Si alguna vez le escuchaste leer o recitar —esa voz que parecía haber dormido al raso— sabrás que su intensidad no pasaba por levantar el volumen, sino por aumentar la precisión. Y la precisión, en Ak’abal, era una forma de la ternura. Ternura no azucarada, sino intuida: un cuidado por la vida que empieza en lo pequeño. La ética le nacía de ese mismo lugar. No necesitaba proclamas: le bastaba el oído. Quien sabe escuchar no se precipita en la violencia de nombrar por encima del otro. Y esa es, quizá, la más política de las delicadezas.

Humberto tenía el don del humor que no hiere. En medio de alguna conversación solemne, soltaba un guiño que nos bajaba de la estatua. Recuerdo que, al pasar un velero, dijo algo así como: “Mira, un pez que aprendió gramática.” Reímos.
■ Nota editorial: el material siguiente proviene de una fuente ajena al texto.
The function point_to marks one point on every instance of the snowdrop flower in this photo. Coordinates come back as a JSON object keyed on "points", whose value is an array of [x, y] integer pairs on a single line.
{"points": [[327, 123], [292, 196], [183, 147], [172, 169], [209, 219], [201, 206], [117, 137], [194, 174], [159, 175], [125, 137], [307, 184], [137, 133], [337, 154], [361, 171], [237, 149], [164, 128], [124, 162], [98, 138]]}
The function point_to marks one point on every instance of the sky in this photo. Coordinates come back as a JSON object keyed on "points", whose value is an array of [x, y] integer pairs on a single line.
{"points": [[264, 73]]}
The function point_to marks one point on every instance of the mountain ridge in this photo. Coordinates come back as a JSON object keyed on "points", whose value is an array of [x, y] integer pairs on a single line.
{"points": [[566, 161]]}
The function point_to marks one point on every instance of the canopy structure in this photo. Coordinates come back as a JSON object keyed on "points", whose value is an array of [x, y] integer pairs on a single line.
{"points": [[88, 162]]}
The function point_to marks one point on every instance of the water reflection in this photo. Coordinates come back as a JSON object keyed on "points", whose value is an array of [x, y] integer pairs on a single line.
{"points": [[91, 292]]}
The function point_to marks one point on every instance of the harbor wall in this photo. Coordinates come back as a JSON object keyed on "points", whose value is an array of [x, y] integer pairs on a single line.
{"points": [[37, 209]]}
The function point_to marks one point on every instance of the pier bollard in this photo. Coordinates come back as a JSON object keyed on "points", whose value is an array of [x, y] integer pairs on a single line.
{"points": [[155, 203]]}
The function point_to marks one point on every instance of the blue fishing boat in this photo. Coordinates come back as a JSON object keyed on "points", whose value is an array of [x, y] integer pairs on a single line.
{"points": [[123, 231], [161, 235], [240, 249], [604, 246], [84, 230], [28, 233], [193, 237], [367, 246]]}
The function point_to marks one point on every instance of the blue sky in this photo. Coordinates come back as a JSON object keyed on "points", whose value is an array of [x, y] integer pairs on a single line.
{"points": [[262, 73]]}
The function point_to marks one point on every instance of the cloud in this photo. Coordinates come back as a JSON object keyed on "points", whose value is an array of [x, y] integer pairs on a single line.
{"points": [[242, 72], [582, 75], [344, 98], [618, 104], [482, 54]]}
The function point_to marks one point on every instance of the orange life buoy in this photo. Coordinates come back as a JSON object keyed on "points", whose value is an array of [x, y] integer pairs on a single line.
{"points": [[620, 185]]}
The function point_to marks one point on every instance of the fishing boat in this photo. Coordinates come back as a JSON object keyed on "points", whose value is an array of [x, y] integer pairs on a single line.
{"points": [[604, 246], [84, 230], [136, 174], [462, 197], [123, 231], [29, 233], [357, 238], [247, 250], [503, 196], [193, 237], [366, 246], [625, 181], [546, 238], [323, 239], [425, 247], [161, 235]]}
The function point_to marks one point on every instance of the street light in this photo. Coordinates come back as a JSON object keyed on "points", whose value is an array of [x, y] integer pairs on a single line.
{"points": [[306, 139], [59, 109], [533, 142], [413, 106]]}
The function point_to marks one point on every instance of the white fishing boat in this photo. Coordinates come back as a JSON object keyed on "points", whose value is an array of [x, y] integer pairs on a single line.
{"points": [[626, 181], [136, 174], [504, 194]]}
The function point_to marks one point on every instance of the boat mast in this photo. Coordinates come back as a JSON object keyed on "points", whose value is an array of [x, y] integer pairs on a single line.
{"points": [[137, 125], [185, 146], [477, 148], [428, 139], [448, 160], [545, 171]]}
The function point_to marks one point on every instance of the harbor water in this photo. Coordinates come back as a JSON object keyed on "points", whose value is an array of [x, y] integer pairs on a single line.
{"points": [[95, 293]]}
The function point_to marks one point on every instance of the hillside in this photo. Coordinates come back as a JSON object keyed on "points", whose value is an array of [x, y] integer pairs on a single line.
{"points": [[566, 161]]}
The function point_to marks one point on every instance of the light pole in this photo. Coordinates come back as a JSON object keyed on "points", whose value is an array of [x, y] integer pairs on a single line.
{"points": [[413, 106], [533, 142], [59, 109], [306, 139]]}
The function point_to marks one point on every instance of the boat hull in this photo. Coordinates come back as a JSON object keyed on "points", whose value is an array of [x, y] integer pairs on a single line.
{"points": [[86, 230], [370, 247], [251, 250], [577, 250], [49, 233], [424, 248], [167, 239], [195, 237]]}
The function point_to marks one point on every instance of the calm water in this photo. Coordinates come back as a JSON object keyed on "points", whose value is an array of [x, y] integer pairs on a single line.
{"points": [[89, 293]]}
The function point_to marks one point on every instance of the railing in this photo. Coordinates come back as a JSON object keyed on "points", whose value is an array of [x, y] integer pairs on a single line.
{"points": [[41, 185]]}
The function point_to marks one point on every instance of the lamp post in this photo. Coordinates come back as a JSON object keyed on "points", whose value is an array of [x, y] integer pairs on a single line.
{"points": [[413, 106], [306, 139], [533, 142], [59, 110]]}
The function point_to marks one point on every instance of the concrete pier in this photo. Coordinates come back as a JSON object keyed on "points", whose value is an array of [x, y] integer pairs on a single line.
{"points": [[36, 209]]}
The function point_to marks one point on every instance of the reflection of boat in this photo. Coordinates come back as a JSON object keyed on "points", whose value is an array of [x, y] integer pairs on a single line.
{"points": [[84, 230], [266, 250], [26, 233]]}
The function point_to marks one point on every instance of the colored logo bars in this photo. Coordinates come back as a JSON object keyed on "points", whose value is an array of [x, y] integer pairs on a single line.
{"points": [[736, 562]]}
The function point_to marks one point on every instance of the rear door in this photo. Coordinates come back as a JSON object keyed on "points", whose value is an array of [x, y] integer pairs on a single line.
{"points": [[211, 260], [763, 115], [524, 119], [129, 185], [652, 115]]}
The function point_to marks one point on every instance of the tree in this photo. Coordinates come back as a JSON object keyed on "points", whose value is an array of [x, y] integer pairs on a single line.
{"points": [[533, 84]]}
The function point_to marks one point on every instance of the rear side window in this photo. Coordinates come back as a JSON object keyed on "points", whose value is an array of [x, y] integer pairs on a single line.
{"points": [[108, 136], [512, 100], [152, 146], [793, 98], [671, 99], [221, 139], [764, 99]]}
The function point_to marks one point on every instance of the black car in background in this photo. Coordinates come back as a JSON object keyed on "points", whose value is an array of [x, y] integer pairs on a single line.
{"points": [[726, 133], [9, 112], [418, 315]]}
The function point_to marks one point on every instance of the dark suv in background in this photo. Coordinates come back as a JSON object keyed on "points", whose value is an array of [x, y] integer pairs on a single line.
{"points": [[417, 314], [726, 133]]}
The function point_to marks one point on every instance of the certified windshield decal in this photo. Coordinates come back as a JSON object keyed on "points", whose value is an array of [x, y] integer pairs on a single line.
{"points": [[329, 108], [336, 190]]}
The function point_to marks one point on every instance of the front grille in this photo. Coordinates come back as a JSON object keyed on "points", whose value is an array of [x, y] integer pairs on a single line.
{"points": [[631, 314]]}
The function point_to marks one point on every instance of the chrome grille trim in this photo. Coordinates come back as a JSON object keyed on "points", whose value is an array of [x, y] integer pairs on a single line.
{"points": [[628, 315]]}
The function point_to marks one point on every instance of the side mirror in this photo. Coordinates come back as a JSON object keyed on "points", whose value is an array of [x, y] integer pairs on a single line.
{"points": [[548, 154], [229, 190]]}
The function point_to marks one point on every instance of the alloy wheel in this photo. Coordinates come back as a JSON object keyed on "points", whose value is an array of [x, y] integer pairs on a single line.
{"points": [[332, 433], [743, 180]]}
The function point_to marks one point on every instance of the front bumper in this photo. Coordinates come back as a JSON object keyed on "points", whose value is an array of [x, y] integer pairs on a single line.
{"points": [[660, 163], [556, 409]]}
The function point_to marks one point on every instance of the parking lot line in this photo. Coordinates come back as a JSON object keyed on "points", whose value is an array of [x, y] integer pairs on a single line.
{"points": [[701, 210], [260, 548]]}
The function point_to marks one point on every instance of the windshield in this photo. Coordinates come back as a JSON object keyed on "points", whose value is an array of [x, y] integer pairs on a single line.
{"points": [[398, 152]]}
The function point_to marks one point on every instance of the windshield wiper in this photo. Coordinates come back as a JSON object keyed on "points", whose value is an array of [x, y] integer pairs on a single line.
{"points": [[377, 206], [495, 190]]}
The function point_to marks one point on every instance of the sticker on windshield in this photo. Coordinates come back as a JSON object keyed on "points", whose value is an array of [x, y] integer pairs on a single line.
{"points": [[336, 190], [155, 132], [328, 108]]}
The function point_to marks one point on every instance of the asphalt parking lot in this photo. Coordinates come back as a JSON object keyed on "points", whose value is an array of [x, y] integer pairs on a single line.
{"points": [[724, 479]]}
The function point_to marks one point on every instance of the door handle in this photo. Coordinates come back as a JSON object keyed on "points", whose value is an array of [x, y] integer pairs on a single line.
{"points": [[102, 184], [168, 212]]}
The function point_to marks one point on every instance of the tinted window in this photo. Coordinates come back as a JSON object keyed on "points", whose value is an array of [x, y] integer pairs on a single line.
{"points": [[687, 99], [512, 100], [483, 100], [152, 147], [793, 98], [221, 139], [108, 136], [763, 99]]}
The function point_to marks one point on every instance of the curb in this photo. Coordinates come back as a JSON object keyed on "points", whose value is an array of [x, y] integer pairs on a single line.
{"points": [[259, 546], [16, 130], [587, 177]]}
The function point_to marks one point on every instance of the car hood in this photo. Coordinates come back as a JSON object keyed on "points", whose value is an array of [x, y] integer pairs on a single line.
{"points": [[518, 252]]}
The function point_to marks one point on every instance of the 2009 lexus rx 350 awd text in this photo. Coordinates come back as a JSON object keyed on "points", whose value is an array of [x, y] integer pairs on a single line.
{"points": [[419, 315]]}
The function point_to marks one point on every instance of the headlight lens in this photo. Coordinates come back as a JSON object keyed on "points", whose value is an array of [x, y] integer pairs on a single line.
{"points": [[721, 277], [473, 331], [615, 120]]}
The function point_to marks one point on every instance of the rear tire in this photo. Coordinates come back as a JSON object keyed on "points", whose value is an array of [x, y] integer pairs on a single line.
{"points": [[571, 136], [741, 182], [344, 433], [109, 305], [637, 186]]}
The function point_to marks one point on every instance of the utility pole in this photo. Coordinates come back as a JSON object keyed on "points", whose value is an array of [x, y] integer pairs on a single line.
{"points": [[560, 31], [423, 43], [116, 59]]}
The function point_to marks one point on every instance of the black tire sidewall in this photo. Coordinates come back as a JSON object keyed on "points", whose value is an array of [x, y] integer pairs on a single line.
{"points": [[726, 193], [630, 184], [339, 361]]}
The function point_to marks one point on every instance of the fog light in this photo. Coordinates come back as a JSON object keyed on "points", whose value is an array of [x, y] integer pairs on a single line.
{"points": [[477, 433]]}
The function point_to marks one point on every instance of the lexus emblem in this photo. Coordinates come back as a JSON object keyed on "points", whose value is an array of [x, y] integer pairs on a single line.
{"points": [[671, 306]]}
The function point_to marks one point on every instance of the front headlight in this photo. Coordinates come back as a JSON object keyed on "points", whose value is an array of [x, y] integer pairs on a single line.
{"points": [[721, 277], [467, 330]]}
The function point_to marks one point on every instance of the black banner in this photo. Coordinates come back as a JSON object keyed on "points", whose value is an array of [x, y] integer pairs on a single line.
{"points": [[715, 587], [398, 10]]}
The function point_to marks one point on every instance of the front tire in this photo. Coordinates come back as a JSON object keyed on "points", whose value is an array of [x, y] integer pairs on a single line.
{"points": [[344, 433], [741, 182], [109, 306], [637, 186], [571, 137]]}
Pero quedó la idea: que aprender una lengua es, en el fondo, aprender una hidrodinámica —saber cuándo desplazarte, cuándo hundirte un poco, cuándo dejar que la corriente haga su trabajo. Sus poemas practican esa gramática del agua: no empujan; fluyen con la exactitud de quien conoce el cauce: la vida, con sus síncopas, con sus silencios, con su jazz.

También sabía callar, como las piedras. Ese saber es raro y precioso en tiempos que premian la estridencia, el consumo veloz, la preocupante banalización de todo. A su lado uno entendía que el silencio no es negación, sino fermento. Que del silencio sale el pan. Que una palabra bien colocada puede sostener una casa, un día, una amistad, un vínculo, una memoria. Y que el poema —cuando lo es— no representa la realidad: se vuelve un pedacito de realidad que nos acompaña en el bolsillo, en el corazón.

Leerle hoy es aprender una pedagogía de lo pequeño, de lo cotidiano. En tiempos que exigen grito, Ak’abal elige lo audible: un crujir de hojas, un hilo de agua, el aliento de un insecto. No es quietud: es política de la atención. En el centro, una ética sin pancarta ni aspavientos: el mundo no es material para nuestras metáforas; somos nosotros material, tejido, de su respiración.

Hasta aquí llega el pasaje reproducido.